“Where’s my report!?” It’s the phone call most appraisers dread. A few days into the assignment, a previously calm and friendly client calls to say she’s waited long enough and wants her appraisal report NOW.
Here are some things to consider before making that call:
- Try to remember your appraiser has a busy schedule. Ideally, he or she could allot all their work hours to your probate case or antique appraisal, complete your assignment in 24 hours and get the completed appraisal report back to you in time for dinner. But that’s not how the process works. Appraisers often work on many appraisals at the same time. They’re also researching several assignments. All of this means that when a client calls asking of the status of a report, the appraiser must arrange time in his or her schedule to respond. This will likely involve getting access to that client’s file, viewing its contents, writing an email or making a phone call to satisfy the client’s demands. While genuine client questions are always encouraged, please remember there is a cost associated with everything. Appraisers charge for their time.

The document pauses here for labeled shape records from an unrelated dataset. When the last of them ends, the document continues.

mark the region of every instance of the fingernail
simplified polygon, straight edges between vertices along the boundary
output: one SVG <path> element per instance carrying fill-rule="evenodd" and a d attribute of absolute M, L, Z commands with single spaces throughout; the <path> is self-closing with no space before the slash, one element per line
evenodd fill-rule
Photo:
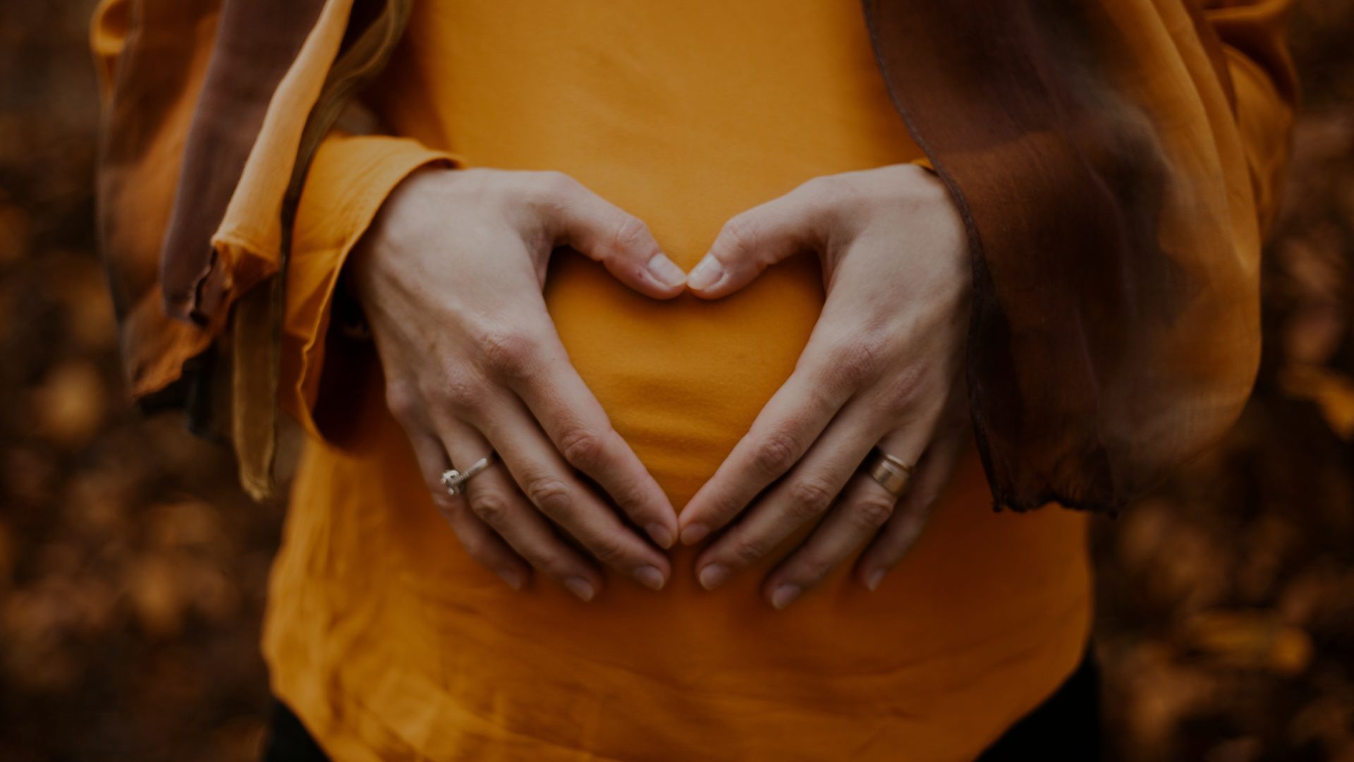
<path fill-rule="evenodd" d="M 705 590 L 719 587 L 726 579 L 728 579 L 728 568 L 724 564 L 709 564 L 700 569 L 700 586 Z"/>
<path fill-rule="evenodd" d="M 865 578 L 865 587 L 873 593 L 875 590 L 879 590 L 880 582 L 884 582 L 884 569 L 875 569 Z"/>
<path fill-rule="evenodd" d="M 521 575 L 513 569 L 498 569 L 498 576 L 513 590 L 521 590 Z"/>
<path fill-rule="evenodd" d="M 686 274 L 663 252 L 655 254 L 649 260 L 649 271 L 665 286 L 680 286 L 686 282 Z"/>
<path fill-rule="evenodd" d="M 658 571 L 658 567 L 642 565 L 635 569 L 635 579 L 639 584 L 650 590 L 662 590 L 668 580 L 663 578 L 663 572 Z"/>
<path fill-rule="evenodd" d="M 695 545 L 696 542 L 700 542 L 700 540 L 707 534 L 709 534 L 708 526 L 700 523 L 699 521 L 695 523 L 688 523 L 686 527 L 681 530 L 682 545 Z"/>
<path fill-rule="evenodd" d="M 566 579 L 565 587 L 567 587 L 570 593 L 582 598 L 584 601 L 592 601 L 592 597 L 596 594 L 592 588 L 592 583 L 581 576 L 571 576 Z"/>
<path fill-rule="evenodd" d="M 686 286 L 697 290 L 708 289 L 724 277 L 724 266 L 711 255 L 705 255 L 696 268 L 686 275 Z"/>
<path fill-rule="evenodd" d="M 668 527 L 658 523 L 657 521 L 646 526 L 645 532 L 647 532 L 649 536 L 654 538 L 654 542 L 658 542 L 659 548 L 673 546 L 673 533 L 668 532 Z"/>
<path fill-rule="evenodd" d="M 799 598 L 799 594 L 803 591 L 804 590 L 798 584 L 781 584 L 774 591 L 772 591 L 770 605 L 776 606 L 777 609 L 784 609 L 785 606 L 793 603 L 795 598 Z"/>

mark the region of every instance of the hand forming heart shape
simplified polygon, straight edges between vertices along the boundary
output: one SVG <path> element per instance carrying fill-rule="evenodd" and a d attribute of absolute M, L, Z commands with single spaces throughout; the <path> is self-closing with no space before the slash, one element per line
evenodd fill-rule
<path fill-rule="evenodd" d="M 447 229 L 463 235 L 448 241 Z M 654 298 L 684 286 L 720 298 L 798 251 L 822 259 L 827 301 L 795 373 L 680 523 L 554 331 L 540 289 L 559 245 Z M 440 266 L 448 256 L 458 262 L 450 273 Z M 777 607 L 871 538 L 857 575 L 877 587 L 925 525 L 968 435 L 968 273 L 948 194 L 911 164 L 818 178 L 734 217 L 689 277 L 643 222 L 565 175 L 424 169 L 387 199 L 349 262 L 387 404 L 477 561 L 516 588 L 533 565 L 590 599 L 600 571 L 554 534 L 554 522 L 601 563 L 661 588 L 669 560 L 577 469 L 663 548 L 678 527 L 686 544 L 724 529 L 697 559 L 707 588 L 822 519 L 768 576 Z M 536 298 L 524 304 L 523 293 Z M 902 500 L 857 473 L 876 445 L 919 461 Z M 475 476 L 466 496 L 443 488 L 448 458 L 468 465 L 490 452 L 505 469 Z"/>

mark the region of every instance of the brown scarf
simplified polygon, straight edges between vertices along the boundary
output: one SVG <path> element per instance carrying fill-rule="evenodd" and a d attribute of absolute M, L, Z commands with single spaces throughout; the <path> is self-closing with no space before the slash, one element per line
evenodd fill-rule
<path fill-rule="evenodd" d="M 349 41 L 309 106 L 280 209 L 284 233 L 310 155 L 338 104 L 385 62 L 410 3 L 355 11 Z M 215 5 L 141 0 L 141 41 L 123 69 L 158 66 L 172 79 L 175 61 L 195 53 L 157 37 L 175 20 L 162 16 L 207 19 Z M 233 358 L 226 415 L 256 495 L 271 488 L 286 251 L 279 275 L 240 296 L 209 241 L 274 89 L 324 5 L 221 3 L 173 213 L 161 228 L 158 282 L 129 267 L 145 256 L 130 251 L 125 228 L 141 221 L 116 216 L 126 212 L 118 194 L 129 190 L 119 168 L 157 138 L 145 80 L 123 72 L 104 130 L 102 229 L 133 381 L 146 347 L 154 357 L 156 342 L 183 331 L 162 315 L 138 315 L 146 294 L 162 289 L 164 312 L 204 324 L 207 336 L 221 335 L 211 327 L 223 327 L 233 298 L 233 350 L 203 340 L 179 381 L 144 401 L 187 407 L 196 428 L 219 424 L 223 408 L 206 404 L 204 389 L 210 381 L 226 399 L 219 389 Z M 1193 87 L 1196 103 L 1229 107 L 1220 45 L 1193 5 L 1164 0 L 864 0 L 864 11 L 894 103 L 968 226 L 968 381 L 995 503 L 1120 508 L 1225 431 L 1258 362 L 1255 263 L 1233 251 L 1221 171 L 1201 168 L 1196 146 L 1171 129 L 1179 88 Z M 1124 30 L 1150 24 L 1135 18 L 1143 15 L 1193 23 L 1198 34 L 1170 38 L 1169 50 L 1135 45 Z M 1150 76 L 1198 57 L 1212 61 L 1210 81 Z"/>

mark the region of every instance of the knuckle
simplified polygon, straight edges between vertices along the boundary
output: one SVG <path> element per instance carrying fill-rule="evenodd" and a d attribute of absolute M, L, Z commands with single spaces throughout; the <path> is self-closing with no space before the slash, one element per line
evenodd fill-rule
<path fill-rule="evenodd" d="M 806 476 L 789 485 L 789 510 L 799 519 L 810 519 L 827 510 L 837 491 L 827 480 Z"/>
<path fill-rule="evenodd" d="M 621 212 L 611 229 L 611 248 L 613 251 L 627 251 L 642 244 L 649 237 L 649 226 L 642 220 Z"/>
<path fill-rule="evenodd" d="M 538 342 L 520 328 L 497 328 L 481 332 L 479 351 L 490 370 L 505 376 L 523 376 L 536 355 Z"/>
<path fill-rule="evenodd" d="M 781 475 L 799 458 L 799 445 L 787 431 L 774 431 L 757 443 L 753 465 L 762 473 Z"/>
<path fill-rule="evenodd" d="M 455 412 L 458 408 L 474 408 L 483 401 L 487 388 L 483 378 L 463 373 L 460 369 L 448 370 L 443 378 L 439 397 L 452 408 L 450 412 Z"/>
<path fill-rule="evenodd" d="M 844 389 L 858 389 L 879 372 L 883 342 L 875 338 L 854 338 L 837 348 L 829 369 L 833 384 Z"/>
<path fill-rule="evenodd" d="M 578 470 L 596 472 L 607 460 L 605 435 L 592 428 L 570 428 L 559 437 L 559 453 Z"/>
<path fill-rule="evenodd" d="M 860 529 L 875 530 L 894 515 L 894 500 L 884 496 L 865 498 L 852 507 L 850 517 Z"/>
<path fill-rule="evenodd" d="M 470 510 L 485 523 L 501 526 L 508 515 L 508 499 L 490 489 L 471 489 Z"/>
<path fill-rule="evenodd" d="M 533 506 L 556 521 L 567 519 L 573 513 L 573 491 L 554 476 L 531 476 L 523 483 L 521 489 Z"/>
<path fill-rule="evenodd" d="M 922 377 L 917 367 L 890 373 L 880 388 L 881 407 L 892 416 L 900 416 L 917 407 Z"/>

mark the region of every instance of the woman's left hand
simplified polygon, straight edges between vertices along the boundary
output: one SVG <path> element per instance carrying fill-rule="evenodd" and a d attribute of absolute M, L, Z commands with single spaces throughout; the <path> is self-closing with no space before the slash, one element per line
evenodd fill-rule
<path fill-rule="evenodd" d="M 730 220 L 688 287 L 720 298 L 802 251 L 822 259 L 822 316 L 795 372 L 678 517 L 685 544 L 741 517 L 696 559 L 707 588 L 821 521 L 766 578 L 777 609 L 867 541 L 856 576 L 876 588 L 917 540 L 971 437 L 963 369 L 972 277 L 941 180 L 914 164 L 808 180 Z M 900 500 L 858 470 L 875 446 L 917 465 Z"/>

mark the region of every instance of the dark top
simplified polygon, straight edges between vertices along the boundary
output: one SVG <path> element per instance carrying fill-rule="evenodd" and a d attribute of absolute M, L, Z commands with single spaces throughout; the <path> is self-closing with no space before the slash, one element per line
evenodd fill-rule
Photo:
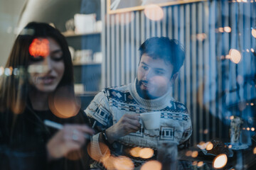
<path fill-rule="evenodd" d="M 47 162 L 46 143 L 58 130 L 44 125 L 46 119 L 61 124 L 88 123 L 82 110 L 66 119 L 56 117 L 50 110 L 34 110 L 31 106 L 19 115 L 14 115 L 9 111 L 0 113 L 0 169 L 89 169 L 86 146 L 81 149 L 82 153 L 73 154 L 73 158 L 82 155 L 75 160 L 69 157 Z"/>

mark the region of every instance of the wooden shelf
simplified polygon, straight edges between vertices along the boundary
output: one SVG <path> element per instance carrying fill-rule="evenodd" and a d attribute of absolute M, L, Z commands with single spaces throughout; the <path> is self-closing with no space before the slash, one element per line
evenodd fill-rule
<path fill-rule="evenodd" d="M 65 37 L 76 37 L 76 36 L 90 35 L 95 35 L 95 34 L 100 34 L 100 33 L 101 33 L 100 31 L 96 31 L 96 32 L 92 32 L 92 33 L 76 34 L 76 33 L 75 33 L 74 31 L 72 31 L 72 30 L 62 33 L 62 34 Z"/>
<path fill-rule="evenodd" d="M 73 66 L 80 66 L 80 65 L 99 65 L 101 64 L 101 62 L 73 62 Z"/>
<path fill-rule="evenodd" d="M 95 96 L 96 94 L 97 94 L 100 91 L 85 91 L 83 93 L 81 94 L 75 94 L 76 96 L 80 96 L 80 97 L 82 97 L 82 96 Z"/>

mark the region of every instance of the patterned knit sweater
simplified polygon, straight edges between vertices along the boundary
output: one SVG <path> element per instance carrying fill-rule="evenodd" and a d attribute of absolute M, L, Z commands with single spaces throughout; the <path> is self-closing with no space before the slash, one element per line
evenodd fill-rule
<path fill-rule="evenodd" d="M 136 82 L 124 86 L 107 88 L 97 94 L 85 110 L 87 115 L 96 120 L 96 127 L 102 131 L 115 124 L 125 113 L 143 113 L 161 111 L 161 128 L 145 130 L 119 138 L 125 147 L 150 147 L 157 150 L 159 142 L 181 144 L 188 140 L 192 132 L 191 121 L 186 106 L 171 96 L 171 93 L 154 100 L 141 98 L 136 89 Z M 100 133 L 92 137 L 92 151 L 100 157 Z M 136 162 L 136 160 L 133 160 Z"/>

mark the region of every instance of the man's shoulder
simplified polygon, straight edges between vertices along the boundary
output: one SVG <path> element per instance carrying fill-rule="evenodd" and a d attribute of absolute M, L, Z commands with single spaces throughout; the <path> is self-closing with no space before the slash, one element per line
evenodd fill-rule
<path fill-rule="evenodd" d="M 186 108 L 186 105 L 181 101 L 175 100 L 173 98 L 170 100 L 170 107 L 174 112 L 188 113 L 188 108 Z"/>
<path fill-rule="evenodd" d="M 112 96 L 118 95 L 117 94 L 127 94 L 129 93 L 129 86 L 130 84 L 125 85 L 120 85 L 116 86 L 107 87 L 102 89 L 102 91 L 107 94 L 107 96 Z"/>

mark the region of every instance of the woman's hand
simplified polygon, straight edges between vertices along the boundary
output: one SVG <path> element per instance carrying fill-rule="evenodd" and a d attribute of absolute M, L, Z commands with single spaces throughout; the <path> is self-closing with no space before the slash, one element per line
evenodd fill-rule
<path fill-rule="evenodd" d="M 131 132 L 139 130 L 139 114 L 124 114 L 121 119 L 110 128 L 106 130 L 106 135 L 110 143 Z"/>
<path fill-rule="evenodd" d="M 48 160 L 60 158 L 70 152 L 78 150 L 86 142 L 85 134 L 92 135 L 93 130 L 87 125 L 64 125 L 47 143 Z"/>

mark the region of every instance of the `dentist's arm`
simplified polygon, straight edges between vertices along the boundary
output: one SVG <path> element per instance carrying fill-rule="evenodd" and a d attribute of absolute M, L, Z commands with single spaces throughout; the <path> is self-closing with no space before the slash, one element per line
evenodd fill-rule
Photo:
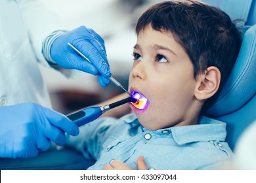
<path fill-rule="evenodd" d="M 64 115 L 34 103 L 0 107 L 0 157 L 31 158 L 66 143 L 79 129 Z"/>
<path fill-rule="evenodd" d="M 81 26 L 63 33 L 54 38 L 53 42 L 51 41 L 51 37 L 45 41 L 47 44 L 49 44 L 49 51 L 47 51 L 47 48 L 43 48 L 46 50 L 43 52 L 48 60 L 52 60 L 66 69 L 79 70 L 97 75 L 99 83 L 103 87 L 110 83 L 108 78 L 111 76 L 111 73 L 104 42 L 93 29 Z M 68 42 L 79 50 L 91 63 L 78 55 L 68 45 Z"/>

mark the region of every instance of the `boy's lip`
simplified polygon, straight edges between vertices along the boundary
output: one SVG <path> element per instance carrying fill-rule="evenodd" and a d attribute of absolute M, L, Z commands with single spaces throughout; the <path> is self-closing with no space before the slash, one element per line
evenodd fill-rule
<path fill-rule="evenodd" d="M 139 89 L 136 88 L 134 88 L 134 87 L 131 87 L 130 88 L 130 90 L 129 90 L 131 93 L 133 95 L 133 93 L 134 92 L 136 92 L 136 93 L 139 93 L 141 95 L 142 95 L 144 97 L 145 97 L 146 99 L 148 99 L 146 96 L 140 92 L 140 90 L 139 90 Z M 136 109 L 136 110 L 138 110 L 138 111 L 140 111 L 140 112 L 143 112 L 148 107 L 148 101 L 146 102 L 146 106 L 145 107 L 145 108 L 139 108 L 137 107 L 136 107 L 133 104 L 131 105 L 131 107 Z"/>

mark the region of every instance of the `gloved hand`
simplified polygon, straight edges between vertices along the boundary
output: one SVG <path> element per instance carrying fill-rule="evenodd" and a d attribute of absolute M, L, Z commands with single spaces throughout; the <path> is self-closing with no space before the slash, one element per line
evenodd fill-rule
<path fill-rule="evenodd" d="M 70 42 L 92 63 L 78 55 L 67 44 Z M 111 76 L 103 39 L 93 29 L 81 26 L 58 37 L 50 49 L 51 58 L 59 65 L 97 75 L 100 84 L 110 83 Z"/>
<path fill-rule="evenodd" d="M 64 115 L 33 103 L 0 107 L 0 157 L 31 158 L 66 142 L 65 131 L 77 135 L 77 126 Z"/>

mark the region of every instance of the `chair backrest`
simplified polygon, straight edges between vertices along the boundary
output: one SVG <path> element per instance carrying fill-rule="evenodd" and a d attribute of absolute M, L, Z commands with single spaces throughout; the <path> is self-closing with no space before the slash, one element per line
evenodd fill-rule
<path fill-rule="evenodd" d="M 232 20 L 243 20 L 245 25 L 256 24 L 256 0 L 201 0 L 209 5 L 219 7 Z"/>
<path fill-rule="evenodd" d="M 226 140 L 232 150 L 241 133 L 256 120 L 256 24 L 245 33 L 234 68 L 204 114 L 226 123 Z"/>

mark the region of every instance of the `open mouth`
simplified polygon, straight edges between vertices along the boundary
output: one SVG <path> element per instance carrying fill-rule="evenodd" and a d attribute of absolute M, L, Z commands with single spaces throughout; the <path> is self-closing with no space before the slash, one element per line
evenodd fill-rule
<path fill-rule="evenodd" d="M 131 96 L 137 100 L 136 103 L 131 103 L 135 108 L 140 110 L 143 110 L 146 108 L 148 105 L 148 101 L 145 96 L 135 91 L 131 92 Z"/>

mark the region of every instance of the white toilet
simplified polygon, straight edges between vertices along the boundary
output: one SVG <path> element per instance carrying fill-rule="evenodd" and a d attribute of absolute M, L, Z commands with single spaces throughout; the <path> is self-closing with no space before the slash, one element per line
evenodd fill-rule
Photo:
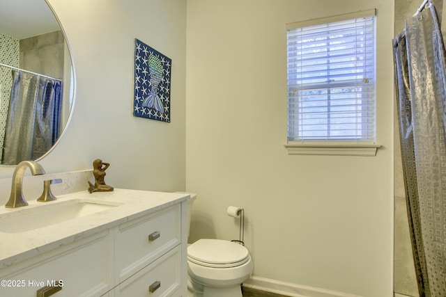
<path fill-rule="evenodd" d="M 190 194 L 189 225 L 197 198 L 196 194 Z M 242 297 L 240 286 L 249 278 L 252 267 L 249 252 L 241 244 L 199 239 L 187 246 L 188 297 Z"/>

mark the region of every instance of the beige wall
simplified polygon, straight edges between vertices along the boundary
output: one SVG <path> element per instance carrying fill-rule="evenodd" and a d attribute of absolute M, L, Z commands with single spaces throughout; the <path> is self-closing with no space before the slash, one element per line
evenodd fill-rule
<path fill-rule="evenodd" d="M 100 158 L 115 187 L 184 190 L 185 1 L 48 2 L 72 51 L 77 100 L 66 134 L 40 161 L 47 172 L 91 168 Z M 135 38 L 173 61 L 170 123 L 132 115 Z"/>
<path fill-rule="evenodd" d="M 376 8 L 374 157 L 289 156 L 285 24 Z M 188 0 L 191 239 L 238 237 L 254 275 L 367 297 L 393 292 L 393 1 Z"/>

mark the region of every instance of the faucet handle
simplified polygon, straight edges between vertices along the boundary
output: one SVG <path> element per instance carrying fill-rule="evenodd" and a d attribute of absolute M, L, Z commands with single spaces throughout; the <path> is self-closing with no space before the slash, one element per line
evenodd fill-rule
<path fill-rule="evenodd" d="M 60 184 L 62 182 L 61 179 L 45 179 L 43 181 L 43 193 L 37 200 L 37 201 L 41 202 L 47 202 L 48 201 L 54 201 L 56 200 L 56 197 L 51 193 L 50 184 Z"/>

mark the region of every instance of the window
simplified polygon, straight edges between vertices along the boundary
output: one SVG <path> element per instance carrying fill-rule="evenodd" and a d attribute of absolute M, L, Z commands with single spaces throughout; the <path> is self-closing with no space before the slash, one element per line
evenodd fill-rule
<path fill-rule="evenodd" d="M 375 10 L 287 26 L 289 143 L 374 143 Z"/>

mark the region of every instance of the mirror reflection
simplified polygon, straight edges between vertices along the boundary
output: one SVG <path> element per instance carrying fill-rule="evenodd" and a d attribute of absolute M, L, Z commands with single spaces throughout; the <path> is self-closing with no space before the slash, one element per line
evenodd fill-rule
<path fill-rule="evenodd" d="M 55 145 L 72 103 L 63 32 L 45 0 L 0 0 L 0 160 L 37 160 Z"/>

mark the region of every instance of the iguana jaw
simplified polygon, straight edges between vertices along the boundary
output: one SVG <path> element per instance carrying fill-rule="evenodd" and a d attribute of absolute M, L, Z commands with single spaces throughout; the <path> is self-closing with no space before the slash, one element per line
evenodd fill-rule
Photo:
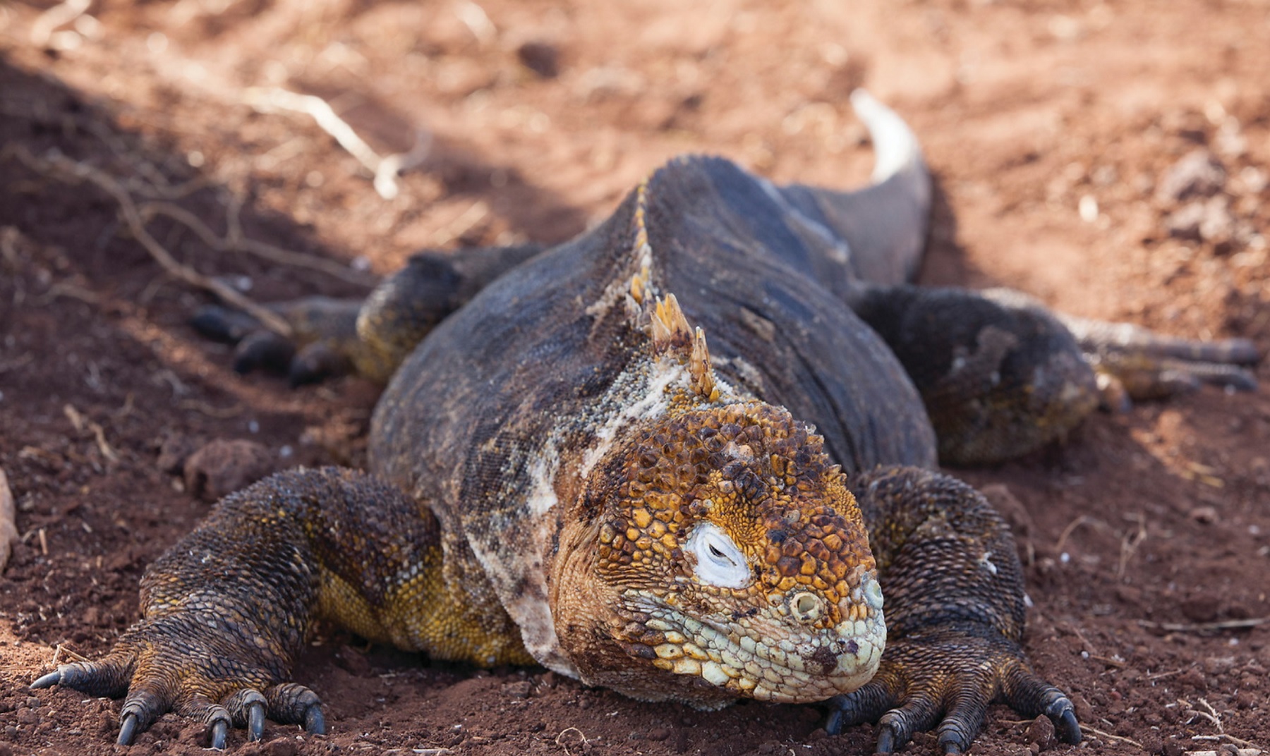
<path fill-rule="evenodd" d="M 632 429 L 583 500 L 552 580 L 583 681 L 714 708 L 823 700 L 876 670 L 886 630 L 859 510 L 785 410 L 740 402 Z"/>

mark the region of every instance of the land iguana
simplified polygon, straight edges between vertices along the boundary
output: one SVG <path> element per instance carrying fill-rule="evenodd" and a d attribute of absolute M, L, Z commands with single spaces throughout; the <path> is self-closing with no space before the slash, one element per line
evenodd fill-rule
<path fill-rule="evenodd" d="M 311 342 L 300 379 L 387 381 L 371 472 L 227 496 L 150 566 L 113 651 L 33 686 L 124 696 L 119 743 L 170 709 L 213 748 L 265 717 L 324 732 L 290 674 L 328 619 L 641 700 L 828 701 L 831 732 L 876 722 L 881 752 L 936 727 L 964 751 L 992 700 L 1080 742 L 1020 647 L 1006 525 L 937 463 L 1062 435 L 1099 402 L 1093 364 L 1149 393 L 1246 386 L 1256 353 L 912 287 L 931 181 L 899 117 L 853 104 L 864 189 L 683 157 L 568 244 L 423 255 L 364 303 L 278 306 Z M 248 335 L 243 365 L 278 349 Z"/>

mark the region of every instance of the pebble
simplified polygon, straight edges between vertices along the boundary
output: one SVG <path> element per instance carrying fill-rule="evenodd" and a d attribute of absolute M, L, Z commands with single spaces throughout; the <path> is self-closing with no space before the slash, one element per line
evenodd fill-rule
<path fill-rule="evenodd" d="M 1212 197 L 1226 185 L 1226 169 L 1205 147 L 1194 150 L 1165 171 L 1156 189 L 1160 202 Z"/>
<path fill-rule="evenodd" d="M 263 444 L 217 439 L 185 460 L 185 490 L 204 501 L 216 501 L 274 469 L 274 455 Z"/>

- Remember the old saying, “It’s not what you say, but how you say it.” If you need a professional response to a business inquiry, it’s probably not a good idea to leave an angry message on an appraiser’s voicemail. Likewise, refrain from sending your appraiser an insulting email threatening legal action unless he calls you back at once. Such behavior will land you in the “difficult client” category, a place of no return. Be respectful with your appraiser, and in return you will be treated with respect.
- Finally, read your agreement for services before you call or email the appraiser. Most of your questions for the assignment—including delivery dates—will be answered in the contract. If anything is unclear and you still need to speak with the appraiser, go ahead and make the call. We’d love to hear from you.